A rather predictable step in the evolution of the ‘global village’ is being proposed by a group in Silicon Valley.

Tim Fryer

Despite being built on relatively modern immigrants (unlike everywhere else that is built on ancient migrants except Africa and possibly, some now suggest, China), America is not above everyone else when it comes to a bit of self-interest. We are sufficiently far down the road of globalisation for the journey ahead to be both inevitable and irreversible. There will come a point I imagine when the only boundaries that people must not cross are those purchased by an individual’s wealth, but national borders will become a thing of the past.

But that is a long way off and before we get there we will slowly have to break down all of the reasons why someone should want to live in a different country from their own i.e. imbalances in food supply, shelter, income, opportunity etc. Countries like America have been very concerned about immigrants coming in and taking their jobs, the welfare resource, the women – or what ever it is that immigrants are meant to immorally do – and so put in as many rules as possible to restrict the migration to their shores.

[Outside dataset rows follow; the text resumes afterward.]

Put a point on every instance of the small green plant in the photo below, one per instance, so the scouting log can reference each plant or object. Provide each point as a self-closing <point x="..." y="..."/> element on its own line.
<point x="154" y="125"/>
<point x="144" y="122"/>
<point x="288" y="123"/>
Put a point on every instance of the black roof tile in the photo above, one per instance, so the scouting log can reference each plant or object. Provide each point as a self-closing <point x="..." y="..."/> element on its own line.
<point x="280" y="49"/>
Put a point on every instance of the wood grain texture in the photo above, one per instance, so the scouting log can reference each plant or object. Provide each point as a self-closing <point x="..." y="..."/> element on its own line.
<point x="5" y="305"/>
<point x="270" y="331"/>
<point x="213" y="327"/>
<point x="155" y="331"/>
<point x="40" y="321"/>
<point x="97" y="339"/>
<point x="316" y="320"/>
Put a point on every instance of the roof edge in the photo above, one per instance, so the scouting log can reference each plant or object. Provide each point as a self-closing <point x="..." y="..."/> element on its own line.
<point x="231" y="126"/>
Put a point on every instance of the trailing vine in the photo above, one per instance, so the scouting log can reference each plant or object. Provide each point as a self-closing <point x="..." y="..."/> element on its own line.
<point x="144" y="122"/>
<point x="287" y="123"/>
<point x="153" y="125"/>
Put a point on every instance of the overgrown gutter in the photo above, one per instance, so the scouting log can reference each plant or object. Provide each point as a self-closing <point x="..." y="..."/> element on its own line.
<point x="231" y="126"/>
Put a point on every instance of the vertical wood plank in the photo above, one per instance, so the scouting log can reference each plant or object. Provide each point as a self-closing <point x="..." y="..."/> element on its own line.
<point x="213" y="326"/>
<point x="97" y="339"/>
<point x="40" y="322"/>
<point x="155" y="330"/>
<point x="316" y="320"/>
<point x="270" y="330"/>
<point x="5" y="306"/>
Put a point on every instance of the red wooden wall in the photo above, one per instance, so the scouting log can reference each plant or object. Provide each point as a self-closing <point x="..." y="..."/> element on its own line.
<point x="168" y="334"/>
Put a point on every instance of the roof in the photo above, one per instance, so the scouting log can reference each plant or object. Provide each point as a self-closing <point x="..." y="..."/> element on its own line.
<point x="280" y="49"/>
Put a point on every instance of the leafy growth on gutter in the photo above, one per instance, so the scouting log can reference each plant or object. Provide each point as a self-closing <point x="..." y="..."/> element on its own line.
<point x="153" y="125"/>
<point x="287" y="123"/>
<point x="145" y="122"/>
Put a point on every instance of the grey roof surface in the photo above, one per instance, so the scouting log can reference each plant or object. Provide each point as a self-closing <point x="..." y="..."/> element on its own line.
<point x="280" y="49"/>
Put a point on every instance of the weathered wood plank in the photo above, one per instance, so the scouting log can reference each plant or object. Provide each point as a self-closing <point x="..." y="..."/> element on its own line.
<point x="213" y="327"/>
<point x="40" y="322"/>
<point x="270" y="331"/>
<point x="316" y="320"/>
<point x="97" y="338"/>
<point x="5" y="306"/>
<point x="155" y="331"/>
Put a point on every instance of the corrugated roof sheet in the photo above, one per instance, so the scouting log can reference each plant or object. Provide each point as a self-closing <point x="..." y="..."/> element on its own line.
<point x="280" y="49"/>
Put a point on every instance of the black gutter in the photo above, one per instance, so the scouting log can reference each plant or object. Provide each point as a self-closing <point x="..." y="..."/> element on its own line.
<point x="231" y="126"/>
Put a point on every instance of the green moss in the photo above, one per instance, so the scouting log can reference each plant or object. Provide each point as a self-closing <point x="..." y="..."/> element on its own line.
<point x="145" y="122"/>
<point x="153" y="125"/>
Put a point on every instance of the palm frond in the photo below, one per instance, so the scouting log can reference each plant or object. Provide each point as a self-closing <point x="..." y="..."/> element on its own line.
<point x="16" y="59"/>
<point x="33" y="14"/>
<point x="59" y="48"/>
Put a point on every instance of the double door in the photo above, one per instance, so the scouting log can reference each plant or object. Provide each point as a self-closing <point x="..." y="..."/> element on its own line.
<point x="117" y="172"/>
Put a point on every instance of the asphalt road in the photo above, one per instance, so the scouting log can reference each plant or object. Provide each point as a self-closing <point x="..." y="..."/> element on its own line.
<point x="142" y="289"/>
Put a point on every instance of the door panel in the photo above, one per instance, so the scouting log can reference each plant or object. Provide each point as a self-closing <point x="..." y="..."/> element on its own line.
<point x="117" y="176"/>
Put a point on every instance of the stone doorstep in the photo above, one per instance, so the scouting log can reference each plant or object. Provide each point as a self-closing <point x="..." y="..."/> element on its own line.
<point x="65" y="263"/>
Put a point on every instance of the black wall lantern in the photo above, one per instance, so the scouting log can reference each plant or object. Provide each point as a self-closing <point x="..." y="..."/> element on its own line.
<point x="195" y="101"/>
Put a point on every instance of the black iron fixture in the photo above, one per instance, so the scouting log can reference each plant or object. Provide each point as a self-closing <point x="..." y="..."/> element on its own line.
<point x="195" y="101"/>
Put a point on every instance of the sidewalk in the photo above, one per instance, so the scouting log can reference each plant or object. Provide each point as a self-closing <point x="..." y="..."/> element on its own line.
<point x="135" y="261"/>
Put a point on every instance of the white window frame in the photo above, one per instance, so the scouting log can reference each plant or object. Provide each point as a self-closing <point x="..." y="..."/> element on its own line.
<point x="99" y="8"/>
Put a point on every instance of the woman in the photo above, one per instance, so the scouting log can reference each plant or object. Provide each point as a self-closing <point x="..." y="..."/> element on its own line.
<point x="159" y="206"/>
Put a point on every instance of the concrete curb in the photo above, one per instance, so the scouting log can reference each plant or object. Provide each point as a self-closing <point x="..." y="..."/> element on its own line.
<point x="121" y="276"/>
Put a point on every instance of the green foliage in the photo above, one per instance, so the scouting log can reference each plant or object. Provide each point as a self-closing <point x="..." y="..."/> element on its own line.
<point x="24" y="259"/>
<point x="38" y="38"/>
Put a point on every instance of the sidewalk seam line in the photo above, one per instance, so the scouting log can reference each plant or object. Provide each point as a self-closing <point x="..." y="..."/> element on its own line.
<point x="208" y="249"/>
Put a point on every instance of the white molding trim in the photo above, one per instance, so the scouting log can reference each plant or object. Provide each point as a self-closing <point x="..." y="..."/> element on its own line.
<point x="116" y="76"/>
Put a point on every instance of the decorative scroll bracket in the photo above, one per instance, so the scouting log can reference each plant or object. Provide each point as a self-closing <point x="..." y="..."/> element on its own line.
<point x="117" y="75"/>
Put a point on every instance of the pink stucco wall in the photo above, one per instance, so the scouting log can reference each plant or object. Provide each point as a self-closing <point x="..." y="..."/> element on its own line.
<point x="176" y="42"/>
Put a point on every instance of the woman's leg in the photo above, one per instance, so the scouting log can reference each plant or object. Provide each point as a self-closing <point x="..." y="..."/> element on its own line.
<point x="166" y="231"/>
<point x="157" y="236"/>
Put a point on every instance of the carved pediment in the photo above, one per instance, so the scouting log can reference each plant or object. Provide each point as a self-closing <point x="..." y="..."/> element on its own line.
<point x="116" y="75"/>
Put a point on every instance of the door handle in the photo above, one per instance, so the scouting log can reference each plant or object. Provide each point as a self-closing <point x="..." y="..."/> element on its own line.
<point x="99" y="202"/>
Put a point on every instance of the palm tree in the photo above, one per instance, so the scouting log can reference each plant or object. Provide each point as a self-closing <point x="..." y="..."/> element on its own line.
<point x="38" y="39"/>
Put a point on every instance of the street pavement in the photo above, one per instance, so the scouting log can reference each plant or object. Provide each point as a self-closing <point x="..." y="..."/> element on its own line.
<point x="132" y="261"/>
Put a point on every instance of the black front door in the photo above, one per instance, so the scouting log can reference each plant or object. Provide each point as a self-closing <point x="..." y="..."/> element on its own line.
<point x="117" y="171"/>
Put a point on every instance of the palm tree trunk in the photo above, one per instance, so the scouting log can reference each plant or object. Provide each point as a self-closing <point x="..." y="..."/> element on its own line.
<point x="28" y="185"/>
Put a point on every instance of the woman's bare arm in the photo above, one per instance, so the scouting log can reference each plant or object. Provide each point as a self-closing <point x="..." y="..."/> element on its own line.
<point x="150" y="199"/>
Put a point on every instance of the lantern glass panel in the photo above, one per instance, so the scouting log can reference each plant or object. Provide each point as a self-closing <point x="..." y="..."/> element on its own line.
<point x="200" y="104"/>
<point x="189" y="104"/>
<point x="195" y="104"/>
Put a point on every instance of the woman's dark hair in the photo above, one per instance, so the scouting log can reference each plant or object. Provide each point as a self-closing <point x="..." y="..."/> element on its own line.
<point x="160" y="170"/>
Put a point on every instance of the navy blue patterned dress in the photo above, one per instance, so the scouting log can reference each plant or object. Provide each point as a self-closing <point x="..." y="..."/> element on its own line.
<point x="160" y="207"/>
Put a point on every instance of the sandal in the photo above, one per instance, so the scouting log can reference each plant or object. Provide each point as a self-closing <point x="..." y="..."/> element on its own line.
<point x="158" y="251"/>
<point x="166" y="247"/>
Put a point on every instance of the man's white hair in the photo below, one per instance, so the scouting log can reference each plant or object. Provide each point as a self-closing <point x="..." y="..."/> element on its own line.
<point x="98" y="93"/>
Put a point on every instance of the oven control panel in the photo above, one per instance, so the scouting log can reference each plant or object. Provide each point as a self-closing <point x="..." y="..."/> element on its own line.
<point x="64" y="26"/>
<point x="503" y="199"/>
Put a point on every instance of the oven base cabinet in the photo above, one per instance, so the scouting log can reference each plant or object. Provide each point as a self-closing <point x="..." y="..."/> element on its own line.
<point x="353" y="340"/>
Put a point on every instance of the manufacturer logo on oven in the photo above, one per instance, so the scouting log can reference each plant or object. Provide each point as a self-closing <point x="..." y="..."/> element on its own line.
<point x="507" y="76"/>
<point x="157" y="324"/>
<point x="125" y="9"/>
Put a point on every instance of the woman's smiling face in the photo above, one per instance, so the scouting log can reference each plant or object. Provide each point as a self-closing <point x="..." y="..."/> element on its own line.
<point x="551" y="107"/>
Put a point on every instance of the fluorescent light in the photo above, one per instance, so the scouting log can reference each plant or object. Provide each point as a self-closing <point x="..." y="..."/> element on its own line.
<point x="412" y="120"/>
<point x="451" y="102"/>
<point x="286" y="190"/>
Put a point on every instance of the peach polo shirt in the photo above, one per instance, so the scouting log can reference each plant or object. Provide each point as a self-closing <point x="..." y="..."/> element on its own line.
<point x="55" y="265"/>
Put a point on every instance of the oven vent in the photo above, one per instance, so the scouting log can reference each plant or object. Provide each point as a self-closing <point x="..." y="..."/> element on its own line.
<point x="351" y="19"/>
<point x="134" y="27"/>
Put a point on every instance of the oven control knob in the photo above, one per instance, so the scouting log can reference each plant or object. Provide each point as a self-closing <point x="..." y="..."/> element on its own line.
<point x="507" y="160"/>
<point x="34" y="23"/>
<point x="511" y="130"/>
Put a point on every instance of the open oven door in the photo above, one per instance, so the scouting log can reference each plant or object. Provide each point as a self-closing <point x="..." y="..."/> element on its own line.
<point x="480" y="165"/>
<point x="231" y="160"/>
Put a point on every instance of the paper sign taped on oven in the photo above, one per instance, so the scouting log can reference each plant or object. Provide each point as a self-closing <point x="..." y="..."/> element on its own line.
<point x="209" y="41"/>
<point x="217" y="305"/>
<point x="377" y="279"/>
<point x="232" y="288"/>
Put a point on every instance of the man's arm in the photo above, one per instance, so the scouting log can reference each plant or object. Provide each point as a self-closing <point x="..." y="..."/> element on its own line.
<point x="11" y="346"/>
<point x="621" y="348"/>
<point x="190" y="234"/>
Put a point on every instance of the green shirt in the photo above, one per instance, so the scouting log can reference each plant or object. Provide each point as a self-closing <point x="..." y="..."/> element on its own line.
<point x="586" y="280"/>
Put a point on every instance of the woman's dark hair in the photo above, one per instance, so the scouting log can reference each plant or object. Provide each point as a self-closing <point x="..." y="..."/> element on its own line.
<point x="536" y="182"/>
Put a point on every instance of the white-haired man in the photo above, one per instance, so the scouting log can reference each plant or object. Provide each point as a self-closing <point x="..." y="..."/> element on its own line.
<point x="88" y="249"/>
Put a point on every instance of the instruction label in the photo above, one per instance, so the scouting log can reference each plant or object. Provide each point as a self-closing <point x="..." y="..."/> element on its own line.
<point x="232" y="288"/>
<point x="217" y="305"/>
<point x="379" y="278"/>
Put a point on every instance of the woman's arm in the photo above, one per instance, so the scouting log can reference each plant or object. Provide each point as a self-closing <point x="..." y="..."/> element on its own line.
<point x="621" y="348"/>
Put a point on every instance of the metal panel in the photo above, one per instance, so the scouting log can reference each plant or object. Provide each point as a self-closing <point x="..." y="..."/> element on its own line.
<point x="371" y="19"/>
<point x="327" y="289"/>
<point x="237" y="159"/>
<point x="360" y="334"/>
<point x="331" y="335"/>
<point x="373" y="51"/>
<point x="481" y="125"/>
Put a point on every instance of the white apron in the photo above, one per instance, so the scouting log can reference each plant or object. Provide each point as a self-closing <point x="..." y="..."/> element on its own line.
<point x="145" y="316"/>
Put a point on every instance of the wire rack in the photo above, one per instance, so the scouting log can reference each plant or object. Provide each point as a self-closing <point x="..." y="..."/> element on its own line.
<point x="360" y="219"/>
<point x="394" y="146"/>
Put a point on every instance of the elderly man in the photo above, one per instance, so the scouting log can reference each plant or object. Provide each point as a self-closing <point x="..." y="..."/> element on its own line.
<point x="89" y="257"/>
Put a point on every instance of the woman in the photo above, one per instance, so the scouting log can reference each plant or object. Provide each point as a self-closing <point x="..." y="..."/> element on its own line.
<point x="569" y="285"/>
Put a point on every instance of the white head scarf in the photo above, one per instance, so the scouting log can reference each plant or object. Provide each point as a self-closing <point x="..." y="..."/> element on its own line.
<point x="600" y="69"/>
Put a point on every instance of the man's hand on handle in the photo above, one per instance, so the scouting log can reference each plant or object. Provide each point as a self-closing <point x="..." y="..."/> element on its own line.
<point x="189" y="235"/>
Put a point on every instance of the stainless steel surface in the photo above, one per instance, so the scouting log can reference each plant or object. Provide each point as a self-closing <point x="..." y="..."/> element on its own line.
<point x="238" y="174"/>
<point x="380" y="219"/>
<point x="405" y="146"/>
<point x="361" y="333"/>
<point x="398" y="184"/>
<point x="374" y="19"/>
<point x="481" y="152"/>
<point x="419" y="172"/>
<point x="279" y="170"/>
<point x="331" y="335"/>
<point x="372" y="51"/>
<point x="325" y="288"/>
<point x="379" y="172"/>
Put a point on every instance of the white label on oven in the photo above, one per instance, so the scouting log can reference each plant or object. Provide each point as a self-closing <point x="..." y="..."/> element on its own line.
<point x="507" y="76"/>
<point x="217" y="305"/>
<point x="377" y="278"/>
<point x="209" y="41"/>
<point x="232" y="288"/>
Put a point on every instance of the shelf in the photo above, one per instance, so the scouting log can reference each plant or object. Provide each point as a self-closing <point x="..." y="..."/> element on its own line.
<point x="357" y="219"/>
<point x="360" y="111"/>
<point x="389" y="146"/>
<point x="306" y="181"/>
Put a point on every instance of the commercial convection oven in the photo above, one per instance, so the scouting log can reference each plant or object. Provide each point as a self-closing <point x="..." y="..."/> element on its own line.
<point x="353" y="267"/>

What a group in Silicon Valley has realised is that such measures are potentially damaging to the overall prospects for the technology sector in the region. The founder, Visa group, originally proposed last spring by technology entrepreneur Paul Graham, is an internet-based campaign group that proposes that science graduates can remain in the US after they graduate with a ‘start-up visa’. They can then start-up companies, inspired by their locally gained technology degrees, that will have benefit the local economy and employment prospects while progressing the technology sector. Currently graduates can only remain in the US if they are ‘sponsored’ by a company, and are by definition not starting anything up, or have half a million dollars to invest in a new company. Such investment might have been commonplace in the past when America was a principal geography – but now the manufacturing and design has migrated to most other parts of the globe America can no longer automatically command such investment.

The scheme has gathered some steam over the latter half of 2009 but presumably it still needs to wait its turn in the legislative pecking order – I believe there may some items like Afghanistan and health insurance that might be congesting the system.

America is, incidentally, only an example. I am sure similar restrictions, and opportunities, exist in all of the traditional industrial nations. I have banged on about the importance of education in this column before, and also the need for investment in R&D, but maybe there are a few more obvious, unnecessary and easy to remove obstacles to industrial progress that some nations could look out for, and maybe this is one of them.